Sur le plateau désertique de l'Aubrac, surmonté d'un ciel immense, chaque éleveur, chaque commerçant évoque spontanément le chef étoilé Michel Bras, célébrité mondiale installé dans cette région du centre de la France.

Peu savent que c'est désormais son fils Sébastien, 38 ans, qui dirige la cuisine de l'établissement familial.

«Il continue à venir très régulièrement passer une matinée avec l'équipe, pour tailler par exemple les légumes du gargouillou», son plat de légumes, herbes et fleurs devenu mythique, confie Sébastien à l'AFP, dans son bureau vitré au sein de la cuisine. Autour, une brigade de plus de 20 cuisiniers, tenue blanche impeccable et tablier vert vif, taille, cuit, mixe dans une atmosphère studieuse.

«Lui interdire la cuisine, ce serait comme le pendre au fond d'un bois», plaisante le chef à l'accent chantant, qui assume sereinement et s'enorgueillit d'être à la fois le fils de son père, son prolongement, tout en affirmant une personnalité forte et vive.

Sébastien, qui parle à toute vitesse, dit n'avoir jamais envisagé un autre métier. «J'ai passé mon enfance dans cette ambiance, le stress des services, le retour des marchés, le goût des belles et bonnes choses».

Le jeune homme s'est évadé quelques années pour se former ailleurs aussi. Après son bac et trois ans d'école hôtelière à Lyon, il a passé quelques mois inoubliables chez les trois étoiles Pierre Gagnaire et Michel Guérard avant d'intégrer la cuisine de son père.

Sébastien Bras aurait bien prolongé un peu ces expériences. Mais au début des années 1990, ses parents quittent le bourg de Laguiole pour prendre de la hauteur sur une colline dominant l'Aubrac, où ils font construire un bâtiment futuriste aux contours de verre. Sébastien rejoint alors l'entreprise, passant par tous les postes de la cuisine.

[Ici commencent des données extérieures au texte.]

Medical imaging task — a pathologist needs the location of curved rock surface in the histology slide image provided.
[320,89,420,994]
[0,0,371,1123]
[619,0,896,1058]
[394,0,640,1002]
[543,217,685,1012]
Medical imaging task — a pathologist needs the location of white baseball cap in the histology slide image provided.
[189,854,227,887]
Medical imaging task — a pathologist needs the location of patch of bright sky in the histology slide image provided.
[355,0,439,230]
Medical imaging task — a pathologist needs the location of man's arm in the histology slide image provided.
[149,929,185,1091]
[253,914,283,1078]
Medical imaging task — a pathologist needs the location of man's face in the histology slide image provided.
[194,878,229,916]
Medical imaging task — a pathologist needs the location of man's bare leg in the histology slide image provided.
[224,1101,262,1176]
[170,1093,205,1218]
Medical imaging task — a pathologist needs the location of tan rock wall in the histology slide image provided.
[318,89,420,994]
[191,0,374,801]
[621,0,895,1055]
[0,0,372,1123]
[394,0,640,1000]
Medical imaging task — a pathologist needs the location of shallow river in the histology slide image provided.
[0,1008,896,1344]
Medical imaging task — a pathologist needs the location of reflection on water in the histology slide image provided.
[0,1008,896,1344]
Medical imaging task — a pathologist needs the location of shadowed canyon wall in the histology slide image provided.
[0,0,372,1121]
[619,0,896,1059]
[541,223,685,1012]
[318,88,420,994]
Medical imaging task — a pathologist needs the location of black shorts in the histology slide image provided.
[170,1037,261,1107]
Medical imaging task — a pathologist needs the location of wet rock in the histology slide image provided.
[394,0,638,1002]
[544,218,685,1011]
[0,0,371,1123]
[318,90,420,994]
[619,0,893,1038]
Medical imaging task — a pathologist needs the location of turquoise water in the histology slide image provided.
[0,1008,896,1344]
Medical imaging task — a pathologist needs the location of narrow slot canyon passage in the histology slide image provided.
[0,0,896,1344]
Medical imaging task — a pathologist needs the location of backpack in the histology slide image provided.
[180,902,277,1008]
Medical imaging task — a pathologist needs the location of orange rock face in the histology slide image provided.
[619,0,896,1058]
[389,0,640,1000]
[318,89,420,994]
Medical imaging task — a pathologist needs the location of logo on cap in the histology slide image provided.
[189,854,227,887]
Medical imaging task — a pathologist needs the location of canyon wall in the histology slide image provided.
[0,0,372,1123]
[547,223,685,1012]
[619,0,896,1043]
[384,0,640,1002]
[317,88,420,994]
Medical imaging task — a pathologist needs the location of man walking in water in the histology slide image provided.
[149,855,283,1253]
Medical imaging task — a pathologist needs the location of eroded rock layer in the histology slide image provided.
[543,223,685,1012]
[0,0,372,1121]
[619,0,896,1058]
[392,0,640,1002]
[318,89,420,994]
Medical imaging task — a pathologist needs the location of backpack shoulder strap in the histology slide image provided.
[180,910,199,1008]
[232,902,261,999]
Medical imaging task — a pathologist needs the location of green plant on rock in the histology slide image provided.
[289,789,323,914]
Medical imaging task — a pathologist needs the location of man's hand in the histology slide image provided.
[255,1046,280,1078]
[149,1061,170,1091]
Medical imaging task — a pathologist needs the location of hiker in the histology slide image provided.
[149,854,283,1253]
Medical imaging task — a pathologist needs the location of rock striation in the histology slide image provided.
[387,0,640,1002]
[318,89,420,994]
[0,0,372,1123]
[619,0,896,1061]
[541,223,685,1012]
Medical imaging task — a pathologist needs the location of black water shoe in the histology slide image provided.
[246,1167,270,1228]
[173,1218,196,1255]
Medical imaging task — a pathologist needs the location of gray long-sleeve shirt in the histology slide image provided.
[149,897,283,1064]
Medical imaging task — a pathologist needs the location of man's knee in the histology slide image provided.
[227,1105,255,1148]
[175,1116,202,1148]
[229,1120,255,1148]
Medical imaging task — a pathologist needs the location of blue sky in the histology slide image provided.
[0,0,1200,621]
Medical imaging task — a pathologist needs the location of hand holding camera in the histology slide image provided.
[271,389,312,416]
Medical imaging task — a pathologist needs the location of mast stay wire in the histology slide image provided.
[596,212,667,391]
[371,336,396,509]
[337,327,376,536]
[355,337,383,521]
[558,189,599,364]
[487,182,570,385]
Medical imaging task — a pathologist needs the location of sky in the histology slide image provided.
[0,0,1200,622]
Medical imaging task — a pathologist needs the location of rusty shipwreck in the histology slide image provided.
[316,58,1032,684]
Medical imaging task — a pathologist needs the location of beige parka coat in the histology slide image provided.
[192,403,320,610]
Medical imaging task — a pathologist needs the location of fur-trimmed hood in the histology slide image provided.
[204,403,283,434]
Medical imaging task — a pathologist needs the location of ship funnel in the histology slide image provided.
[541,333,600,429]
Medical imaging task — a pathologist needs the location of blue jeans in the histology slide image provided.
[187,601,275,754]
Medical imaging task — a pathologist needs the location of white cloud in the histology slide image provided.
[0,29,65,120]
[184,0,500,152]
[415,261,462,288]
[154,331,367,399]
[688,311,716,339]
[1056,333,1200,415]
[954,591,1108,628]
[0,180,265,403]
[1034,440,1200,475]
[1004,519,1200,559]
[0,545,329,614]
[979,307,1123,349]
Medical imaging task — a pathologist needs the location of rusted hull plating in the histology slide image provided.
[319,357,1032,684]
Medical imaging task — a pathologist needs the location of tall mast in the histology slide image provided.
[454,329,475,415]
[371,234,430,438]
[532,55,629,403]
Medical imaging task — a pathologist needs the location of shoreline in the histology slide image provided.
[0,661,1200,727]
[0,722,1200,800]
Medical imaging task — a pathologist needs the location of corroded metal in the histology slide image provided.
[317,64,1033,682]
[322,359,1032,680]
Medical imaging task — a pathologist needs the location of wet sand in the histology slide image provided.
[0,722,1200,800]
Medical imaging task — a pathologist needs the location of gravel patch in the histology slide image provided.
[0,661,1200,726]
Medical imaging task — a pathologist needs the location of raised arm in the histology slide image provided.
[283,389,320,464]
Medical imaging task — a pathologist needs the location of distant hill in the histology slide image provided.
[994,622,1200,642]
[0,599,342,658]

«Mon père ne m'a pas fait de cadeau. Il y a eu des moments difficiles. Quand vous vous faîtes houspiller devant une vingtaine de gars qui rigolent dans votre dos», se souvient-il en grimaçant. Mais aujourd'hui, «ce que je sais, je ne le dois qu'à moi-même. Mon métier m'appartient», affirme-t-il avec assurance.

Il dit aimer qu'une carte soit vivante, évolue, mais n'imagine pas enlever les plats phare de Michel, comme le célèbre «ombre et lumière», une lotte à l'huile d'olive noire, ou l'omniprésent gargouillou, «aujourd'hui on ne peut plus contemporain» en raison de l'engouement actuel pour les légumes. Bien à sa place, le cuisinier n'éprouve aucun besoin de «tuer le père».

Sur les trois menus qu'il propose, midi et soir, l'un d'entre eux reste entièrement consacré aux légumes de saison. «Dans les années 1980, on en préparait un ou deux par semaine. Aujourd'hui, c'est presque 10% des ventes», explique le chef.

Chez Bras, prononcé «brass» dans la région, le lien au terroir passe d'abord par le végétal. «Chez nous, c'est souvent la garniture, généralement jugée secondaire en cuisine, qui sert de fil conducteur pour une recette», explique Sébastien.

Plusieurs fois par semaine, le chef se lève avant quatre heures du matin pour aller au marché à Rodez, à une cinquantaine de kilomètres. Outre les 50 à 70 variétés d'herbes aromatiques et fleurs comestibles cultivées par son père, en complément des cueillettes sauvages, il se fournit auprès de maraîchers qu'il connaît depuis l'enfance et qui produisent certaines variétés exclusivement pour le restaurant.